Editor’s note: Jan. 18, 2018 marks the 107th anniversary of the first landing of an aircraft on a Navy ship in 1911. This article was originally published in the July 2011 edition of Aviation History Magazine.
Naval aviation certainly has come a long way in the 100 years since the U.S. Navy committed to purchasing its first aircraft, a Curtiss A-1 Triad (so named because it could operate on land, water and in the air), on May 8, 1911. That first Navy amphibian sported a 75-hp V-8 engine capable of pushing it to a maximum speed of 60 mph. Today Navy F/A-18s boasting twin turbofans max out at nearly 1,200 mph.
On November 14, 1910, Eugene Ely demonstrated that an airplane could be launched from a ship when he flew a Curtiss Model D pusher off a platform built onto the cruiser Birmingham as it lay at anchor in Hampton Roads, Va. The demonstration nearly ended in disaster when Ely plunged to within feet of the water after clearing the deck, damaging his propeller but remaining aloft. (Ely, who couldn’t swim, wore inflated bicycle inner tubes, just in case.) Two months later, on January 18, 1911, he landed the Curtiss biplane on a deck erected on the cruiser Pennsylvania in San Francisco Bay. His landing was aided by a tailhook—the first ever—and arrestor cables attached to sandbags.
Despite Ely’s successful demonstrations, the Navy remained unconvinced of the airplane’s utility until Glenn Curtiss himself demonstrated his “hydroaeroplane” on February 17, 1911, in San Diego Harbor. Curtiss flew the floatplane out to Pennsylvania, and was lifted aboard with a crane.
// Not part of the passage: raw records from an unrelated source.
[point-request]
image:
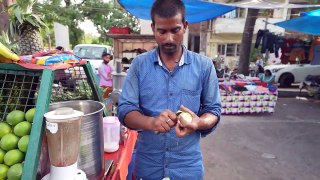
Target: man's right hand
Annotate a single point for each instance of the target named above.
(164, 122)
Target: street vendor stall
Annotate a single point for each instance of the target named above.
(247, 96)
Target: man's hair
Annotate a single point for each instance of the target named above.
(167, 9)
(105, 54)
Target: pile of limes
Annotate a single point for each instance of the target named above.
(14, 139)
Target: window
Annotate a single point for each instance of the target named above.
(229, 49)
(237, 13)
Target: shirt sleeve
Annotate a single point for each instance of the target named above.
(210, 96)
(129, 98)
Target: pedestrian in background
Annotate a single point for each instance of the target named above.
(161, 82)
(259, 65)
(105, 71)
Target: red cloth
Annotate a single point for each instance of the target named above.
(122, 157)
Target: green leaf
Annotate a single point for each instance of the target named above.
(31, 21)
(17, 13)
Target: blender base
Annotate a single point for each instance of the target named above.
(65, 173)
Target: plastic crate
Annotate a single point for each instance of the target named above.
(22, 88)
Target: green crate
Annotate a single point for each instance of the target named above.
(22, 89)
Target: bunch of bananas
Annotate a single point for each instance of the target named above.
(7, 56)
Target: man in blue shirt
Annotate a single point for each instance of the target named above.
(161, 82)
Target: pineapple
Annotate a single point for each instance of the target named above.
(25, 25)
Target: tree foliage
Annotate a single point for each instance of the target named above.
(72, 13)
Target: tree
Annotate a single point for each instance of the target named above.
(63, 12)
(25, 25)
(246, 41)
(106, 15)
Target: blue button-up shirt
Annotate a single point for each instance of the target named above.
(150, 88)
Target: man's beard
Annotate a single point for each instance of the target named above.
(169, 48)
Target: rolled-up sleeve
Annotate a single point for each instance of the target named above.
(129, 98)
(210, 96)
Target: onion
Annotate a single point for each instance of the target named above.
(186, 117)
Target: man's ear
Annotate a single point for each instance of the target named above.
(152, 27)
(185, 26)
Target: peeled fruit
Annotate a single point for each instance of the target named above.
(15, 117)
(4, 129)
(23, 143)
(3, 171)
(13, 157)
(186, 117)
(30, 114)
(9, 142)
(22, 129)
(15, 172)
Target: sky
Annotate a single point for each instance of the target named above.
(88, 27)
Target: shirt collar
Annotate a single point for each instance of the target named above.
(181, 61)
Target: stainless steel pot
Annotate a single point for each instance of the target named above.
(91, 157)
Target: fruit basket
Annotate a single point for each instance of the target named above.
(23, 89)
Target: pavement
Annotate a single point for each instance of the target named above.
(284, 145)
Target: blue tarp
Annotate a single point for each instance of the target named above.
(196, 10)
(309, 23)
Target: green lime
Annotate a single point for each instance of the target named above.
(15, 172)
(22, 129)
(9, 142)
(23, 143)
(13, 157)
(2, 153)
(14, 117)
(4, 129)
(3, 171)
(30, 114)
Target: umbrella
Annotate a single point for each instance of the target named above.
(196, 10)
(311, 13)
(309, 23)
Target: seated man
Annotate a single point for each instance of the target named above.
(267, 77)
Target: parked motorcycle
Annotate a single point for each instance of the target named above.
(312, 85)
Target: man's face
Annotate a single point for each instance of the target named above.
(169, 32)
(106, 59)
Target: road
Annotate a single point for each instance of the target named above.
(284, 145)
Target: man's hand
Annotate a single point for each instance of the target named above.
(164, 122)
(184, 127)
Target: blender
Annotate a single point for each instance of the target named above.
(63, 135)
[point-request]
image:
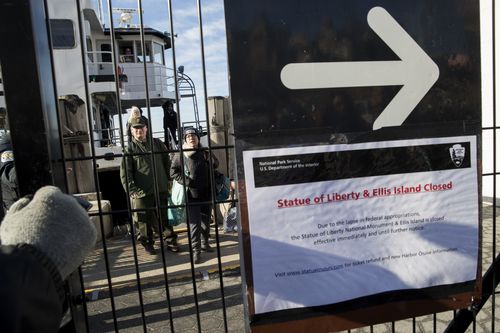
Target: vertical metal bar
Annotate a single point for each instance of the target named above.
(214, 205)
(158, 204)
(31, 102)
(122, 142)
(94, 167)
(494, 218)
(179, 128)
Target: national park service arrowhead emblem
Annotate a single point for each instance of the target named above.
(457, 154)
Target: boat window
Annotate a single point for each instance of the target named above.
(139, 52)
(62, 33)
(158, 53)
(90, 53)
(126, 52)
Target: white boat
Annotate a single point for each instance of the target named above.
(106, 96)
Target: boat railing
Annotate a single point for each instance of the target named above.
(110, 137)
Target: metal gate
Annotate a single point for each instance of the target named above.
(120, 287)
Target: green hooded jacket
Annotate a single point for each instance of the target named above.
(137, 162)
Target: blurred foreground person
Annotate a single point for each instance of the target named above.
(43, 239)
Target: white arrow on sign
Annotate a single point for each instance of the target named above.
(416, 71)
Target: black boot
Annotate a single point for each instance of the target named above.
(196, 257)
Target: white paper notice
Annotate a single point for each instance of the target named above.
(334, 223)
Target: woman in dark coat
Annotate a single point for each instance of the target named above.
(197, 179)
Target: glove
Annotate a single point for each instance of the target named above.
(55, 223)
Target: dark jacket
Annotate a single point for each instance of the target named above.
(139, 167)
(197, 177)
(31, 292)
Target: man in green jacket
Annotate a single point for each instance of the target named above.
(137, 177)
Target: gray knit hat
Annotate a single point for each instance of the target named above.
(55, 223)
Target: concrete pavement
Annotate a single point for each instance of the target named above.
(212, 286)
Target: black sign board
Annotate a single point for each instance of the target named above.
(304, 73)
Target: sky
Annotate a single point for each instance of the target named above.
(187, 43)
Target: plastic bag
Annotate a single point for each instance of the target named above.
(177, 215)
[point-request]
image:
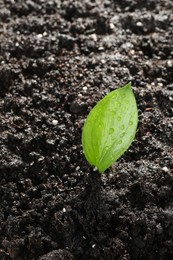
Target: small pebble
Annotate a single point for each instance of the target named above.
(85, 88)
(165, 169)
(54, 122)
(139, 24)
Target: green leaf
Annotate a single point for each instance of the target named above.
(110, 128)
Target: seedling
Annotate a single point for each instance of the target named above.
(110, 128)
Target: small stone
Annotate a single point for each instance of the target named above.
(169, 63)
(54, 122)
(139, 24)
(165, 169)
(112, 26)
(85, 88)
(39, 36)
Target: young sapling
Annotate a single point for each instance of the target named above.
(110, 128)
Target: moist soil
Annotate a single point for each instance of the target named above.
(57, 60)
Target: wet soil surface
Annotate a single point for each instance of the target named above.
(57, 59)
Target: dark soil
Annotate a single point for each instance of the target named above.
(57, 59)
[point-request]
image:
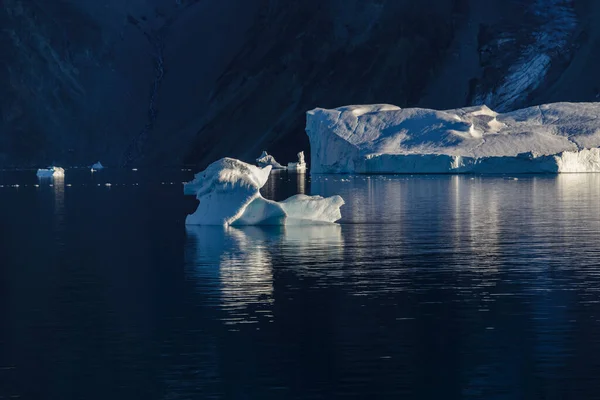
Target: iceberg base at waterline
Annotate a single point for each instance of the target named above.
(229, 195)
(382, 138)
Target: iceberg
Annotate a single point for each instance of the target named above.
(267, 159)
(299, 166)
(229, 195)
(56, 172)
(382, 138)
Following lunch with the ship’s officers, the aviator and his hydroaeroplane were hoisted back into the water, and he returned to North Island.
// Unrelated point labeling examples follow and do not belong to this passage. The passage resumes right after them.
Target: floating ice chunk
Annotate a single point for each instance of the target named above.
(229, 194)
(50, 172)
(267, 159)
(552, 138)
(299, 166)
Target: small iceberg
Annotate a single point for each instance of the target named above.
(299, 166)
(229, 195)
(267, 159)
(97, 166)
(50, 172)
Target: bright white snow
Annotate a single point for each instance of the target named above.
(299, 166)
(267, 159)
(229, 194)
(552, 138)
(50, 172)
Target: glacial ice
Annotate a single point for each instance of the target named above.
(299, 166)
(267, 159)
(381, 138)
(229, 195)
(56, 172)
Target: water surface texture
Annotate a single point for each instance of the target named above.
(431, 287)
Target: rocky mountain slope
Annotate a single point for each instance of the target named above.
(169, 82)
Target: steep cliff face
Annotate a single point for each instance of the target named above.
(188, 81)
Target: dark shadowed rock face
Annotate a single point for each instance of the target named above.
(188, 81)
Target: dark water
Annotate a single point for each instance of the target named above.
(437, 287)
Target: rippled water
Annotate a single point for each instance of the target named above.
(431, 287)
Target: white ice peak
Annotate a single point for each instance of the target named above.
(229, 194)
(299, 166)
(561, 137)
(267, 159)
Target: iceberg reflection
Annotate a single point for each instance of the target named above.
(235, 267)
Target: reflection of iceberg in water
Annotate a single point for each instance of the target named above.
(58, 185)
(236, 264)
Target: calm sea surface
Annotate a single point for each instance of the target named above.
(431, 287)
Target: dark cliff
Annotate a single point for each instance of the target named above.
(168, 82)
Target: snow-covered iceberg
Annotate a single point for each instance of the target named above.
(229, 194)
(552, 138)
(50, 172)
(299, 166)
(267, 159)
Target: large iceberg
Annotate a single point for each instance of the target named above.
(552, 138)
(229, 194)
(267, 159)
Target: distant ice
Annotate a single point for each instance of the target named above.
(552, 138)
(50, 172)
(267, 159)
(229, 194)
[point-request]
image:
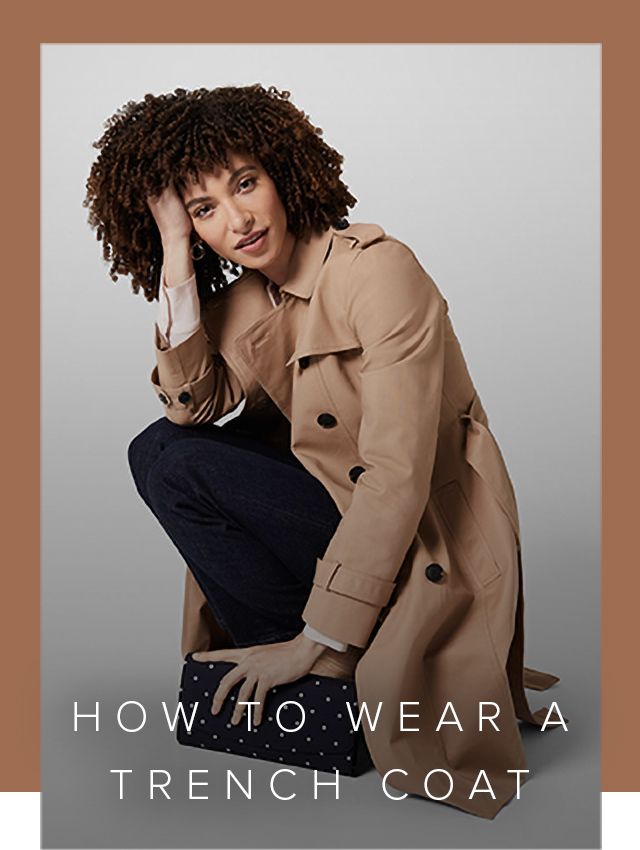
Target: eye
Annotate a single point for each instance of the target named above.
(247, 184)
(203, 211)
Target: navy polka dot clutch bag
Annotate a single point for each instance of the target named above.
(306, 723)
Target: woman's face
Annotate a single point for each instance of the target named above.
(238, 213)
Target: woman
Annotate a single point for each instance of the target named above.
(358, 508)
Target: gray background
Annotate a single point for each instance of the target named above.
(485, 160)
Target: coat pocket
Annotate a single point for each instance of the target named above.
(470, 547)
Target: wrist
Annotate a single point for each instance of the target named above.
(311, 647)
(176, 243)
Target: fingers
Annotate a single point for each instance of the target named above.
(260, 696)
(226, 683)
(243, 696)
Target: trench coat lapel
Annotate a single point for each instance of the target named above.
(273, 344)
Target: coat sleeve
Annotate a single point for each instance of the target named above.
(397, 313)
(193, 382)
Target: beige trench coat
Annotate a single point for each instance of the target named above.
(363, 334)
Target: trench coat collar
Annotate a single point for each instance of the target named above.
(308, 257)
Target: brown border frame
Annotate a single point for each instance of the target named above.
(613, 24)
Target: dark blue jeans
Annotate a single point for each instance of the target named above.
(249, 521)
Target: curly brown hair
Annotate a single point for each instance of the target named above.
(184, 134)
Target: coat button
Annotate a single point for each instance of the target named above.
(327, 420)
(356, 472)
(434, 572)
As an article on the Glenn H. Curtiss Museum website observes, “These three significant demonstrations involving the U.S. naval warships pointed the way to future progress in seaplane aviation, anticipating battleships carrying seaplane ‘spotter’ aircraft and, ultimately, carrier-based air operations.” Ironically for Curtiss, whom the museum considers “the father of naval aviation,” the aircraft with which he became most identified—the floatplane and the flying boat—would eventually outlive their usefulness, phased out by the Navy in 1967 in favor of helicopters and special-purpose airplanes.